Mamoru Hase, 60, whose son, Jun, was strangled and whose decapitated head was placed outside a school gate in the notorious murder case, released the statement to the media Tuesday, the 19th anniversary of his son’s death.
Hase expressed disgust over last year’s publication of a memoir by the perpetrator, who is now 33.
The memoir “was published with no notice to victims or bereaved families,” Hase said in his statement. “The book has aggravated the victims’ feelings and is an aggression by itself.”
Hase went on to say the issue is not about freedom of expression, but there should be regulations, if not an outright ban, barring criminals who try to publish books about their own crimes.
In the memoir, the killer, using the pseudonym Seito Sakakibara, called his crime against Jun Hase “a beauty.”

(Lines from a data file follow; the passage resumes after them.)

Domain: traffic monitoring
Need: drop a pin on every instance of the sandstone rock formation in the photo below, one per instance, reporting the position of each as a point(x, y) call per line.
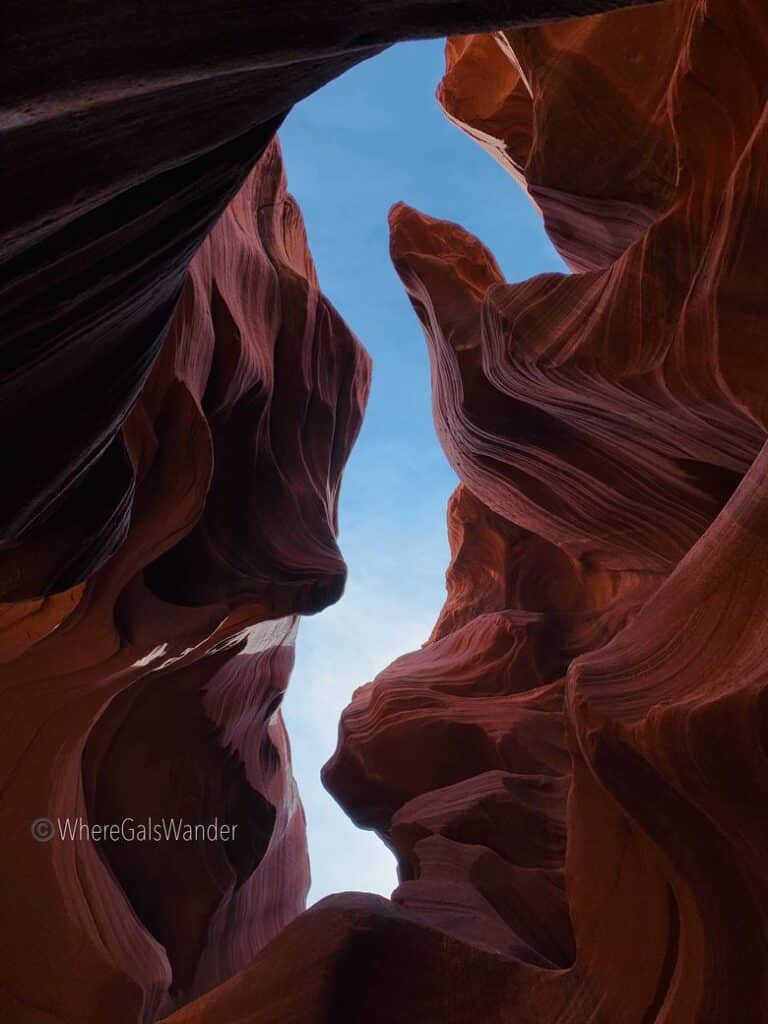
point(571, 771)
point(153, 689)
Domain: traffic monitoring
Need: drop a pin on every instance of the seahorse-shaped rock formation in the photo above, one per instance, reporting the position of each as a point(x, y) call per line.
point(152, 690)
point(572, 770)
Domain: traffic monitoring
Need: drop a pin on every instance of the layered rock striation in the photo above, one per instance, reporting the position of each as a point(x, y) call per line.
point(152, 690)
point(571, 772)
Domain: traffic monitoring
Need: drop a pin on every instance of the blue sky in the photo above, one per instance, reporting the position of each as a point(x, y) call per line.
point(369, 139)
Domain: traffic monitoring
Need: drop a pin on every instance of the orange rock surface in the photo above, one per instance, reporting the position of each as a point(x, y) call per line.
point(572, 770)
point(152, 691)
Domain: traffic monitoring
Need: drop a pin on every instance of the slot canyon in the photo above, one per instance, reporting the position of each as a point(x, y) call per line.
point(571, 771)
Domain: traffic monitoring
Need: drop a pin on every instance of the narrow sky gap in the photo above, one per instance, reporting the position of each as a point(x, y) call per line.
point(367, 140)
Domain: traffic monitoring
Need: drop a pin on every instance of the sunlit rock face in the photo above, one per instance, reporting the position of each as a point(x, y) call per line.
point(152, 690)
point(572, 770)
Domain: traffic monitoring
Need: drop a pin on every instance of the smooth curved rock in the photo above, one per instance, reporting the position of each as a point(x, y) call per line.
point(126, 129)
point(153, 691)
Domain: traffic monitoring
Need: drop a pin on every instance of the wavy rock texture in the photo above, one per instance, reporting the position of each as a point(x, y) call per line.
point(572, 770)
point(126, 129)
point(153, 690)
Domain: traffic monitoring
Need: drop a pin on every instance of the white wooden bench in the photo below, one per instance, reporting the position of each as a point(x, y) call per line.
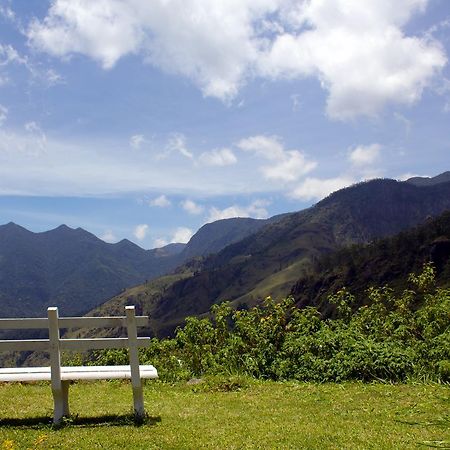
point(59, 376)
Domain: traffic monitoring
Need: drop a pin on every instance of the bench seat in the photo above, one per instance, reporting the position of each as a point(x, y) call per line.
point(69, 373)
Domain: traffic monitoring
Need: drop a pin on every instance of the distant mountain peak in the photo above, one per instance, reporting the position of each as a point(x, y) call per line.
point(11, 226)
point(430, 181)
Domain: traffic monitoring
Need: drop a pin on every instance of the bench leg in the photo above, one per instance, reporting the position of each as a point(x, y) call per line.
point(61, 402)
point(138, 400)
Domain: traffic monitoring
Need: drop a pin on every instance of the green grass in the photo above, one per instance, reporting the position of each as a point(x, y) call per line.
point(217, 415)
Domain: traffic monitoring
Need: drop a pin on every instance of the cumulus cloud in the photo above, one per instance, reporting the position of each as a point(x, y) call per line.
point(136, 141)
point(358, 50)
point(218, 157)
point(191, 207)
point(286, 165)
point(256, 209)
point(181, 235)
point(316, 188)
point(364, 155)
point(140, 231)
point(177, 143)
point(162, 201)
point(109, 237)
point(160, 242)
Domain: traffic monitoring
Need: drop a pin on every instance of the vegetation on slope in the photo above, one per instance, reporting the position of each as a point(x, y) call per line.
point(385, 339)
point(270, 261)
point(388, 260)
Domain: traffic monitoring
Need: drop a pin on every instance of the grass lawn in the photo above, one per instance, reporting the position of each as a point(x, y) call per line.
point(260, 415)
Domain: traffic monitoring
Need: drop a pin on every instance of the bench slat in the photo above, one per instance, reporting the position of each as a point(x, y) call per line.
point(99, 343)
point(24, 345)
point(70, 322)
point(75, 373)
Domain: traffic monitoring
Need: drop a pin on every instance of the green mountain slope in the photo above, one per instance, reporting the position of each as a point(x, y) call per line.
point(69, 268)
point(76, 271)
point(385, 261)
point(271, 260)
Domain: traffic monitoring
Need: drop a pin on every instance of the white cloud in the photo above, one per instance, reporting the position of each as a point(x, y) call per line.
point(256, 209)
point(140, 231)
point(358, 50)
point(37, 135)
point(177, 143)
point(162, 201)
point(136, 141)
point(286, 165)
point(182, 235)
point(191, 207)
point(364, 155)
point(316, 189)
point(3, 114)
point(268, 147)
point(160, 242)
point(108, 236)
point(218, 157)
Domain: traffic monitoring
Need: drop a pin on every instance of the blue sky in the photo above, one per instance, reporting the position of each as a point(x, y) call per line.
point(146, 119)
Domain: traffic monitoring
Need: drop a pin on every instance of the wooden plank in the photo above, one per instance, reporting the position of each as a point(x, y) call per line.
point(24, 345)
point(70, 322)
point(100, 322)
point(136, 382)
point(75, 373)
point(100, 343)
point(21, 324)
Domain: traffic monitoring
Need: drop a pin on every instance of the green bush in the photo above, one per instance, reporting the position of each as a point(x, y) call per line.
point(392, 337)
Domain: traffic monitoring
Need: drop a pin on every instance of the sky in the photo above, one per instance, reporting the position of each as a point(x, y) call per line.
point(145, 120)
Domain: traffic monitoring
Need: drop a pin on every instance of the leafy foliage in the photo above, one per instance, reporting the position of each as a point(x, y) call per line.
point(384, 339)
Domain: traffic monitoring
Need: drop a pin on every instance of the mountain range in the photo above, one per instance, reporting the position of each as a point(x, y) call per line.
point(240, 260)
point(273, 259)
point(77, 271)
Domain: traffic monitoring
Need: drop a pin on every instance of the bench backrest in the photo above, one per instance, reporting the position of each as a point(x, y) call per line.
point(54, 323)
point(54, 344)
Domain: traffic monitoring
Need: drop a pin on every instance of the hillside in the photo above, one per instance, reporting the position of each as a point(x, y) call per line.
point(271, 260)
point(76, 271)
point(70, 268)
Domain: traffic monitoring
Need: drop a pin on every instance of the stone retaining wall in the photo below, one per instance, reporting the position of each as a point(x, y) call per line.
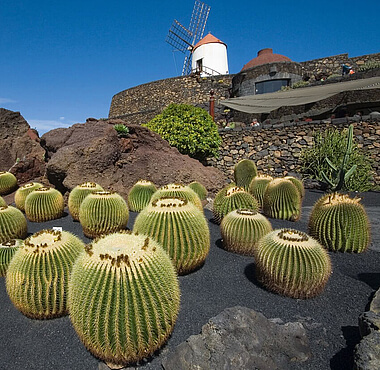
point(141, 103)
point(276, 148)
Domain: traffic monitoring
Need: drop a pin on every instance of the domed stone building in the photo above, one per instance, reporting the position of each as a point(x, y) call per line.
point(266, 73)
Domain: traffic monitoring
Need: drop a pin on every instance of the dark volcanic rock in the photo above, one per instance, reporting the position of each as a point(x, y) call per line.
point(93, 152)
point(241, 338)
point(19, 141)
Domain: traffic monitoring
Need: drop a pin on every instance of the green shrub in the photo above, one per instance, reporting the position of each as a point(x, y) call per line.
point(332, 144)
point(190, 129)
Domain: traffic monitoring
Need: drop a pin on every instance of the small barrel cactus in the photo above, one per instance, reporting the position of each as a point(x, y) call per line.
point(44, 204)
point(292, 263)
point(178, 190)
point(23, 191)
point(340, 223)
point(124, 297)
point(282, 200)
point(180, 227)
point(298, 183)
point(77, 195)
point(140, 194)
point(3, 203)
point(241, 229)
point(103, 212)
point(199, 189)
point(257, 187)
point(38, 274)
point(13, 224)
point(7, 250)
point(8, 182)
point(244, 172)
point(234, 198)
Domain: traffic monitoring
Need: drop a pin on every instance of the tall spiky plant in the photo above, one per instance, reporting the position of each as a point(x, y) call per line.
point(292, 263)
point(44, 204)
point(244, 172)
point(103, 212)
point(241, 229)
point(340, 223)
point(38, 274)
point(77, 196)
point(124, 297)
point(180, 227)
point(13, 224)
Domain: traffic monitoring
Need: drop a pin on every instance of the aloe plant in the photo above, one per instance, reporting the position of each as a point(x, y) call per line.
point(341, 174)
point(124, 297)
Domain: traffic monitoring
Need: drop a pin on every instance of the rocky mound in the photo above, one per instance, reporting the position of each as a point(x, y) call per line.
point(19, 141)
point(93, 152)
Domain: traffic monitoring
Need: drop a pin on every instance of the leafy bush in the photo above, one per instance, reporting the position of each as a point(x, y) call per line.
point(332, 144)
point(122, 130)
point(191, 130)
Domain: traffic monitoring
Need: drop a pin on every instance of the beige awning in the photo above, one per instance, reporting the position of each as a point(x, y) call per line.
point(265, 103)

“Let me confess something: I thought the sight was a beauty,” he wrote in the book published in June 2015, recalling how he felt when he placed the boy’s severed head at the school gate. “I felt like I was born just to see the ethereal beauty of what was in front of my eyes. I thought I could die.”
Hase said he has rejected any correspondence from Sakakibara since the book was published, saying he doesn’t “want to have anything to do with him.”
“I vividly remember what happened on that day 19 years ago, like it was yesterday,” Hase wrote. “My love for my son hasn’t changed.”
The killer was 14 at the time of his crimes. He killed two children — Jun Hase and a 10-year-old girl, Ayaka Yamashita — and attacked three other schoolgirls.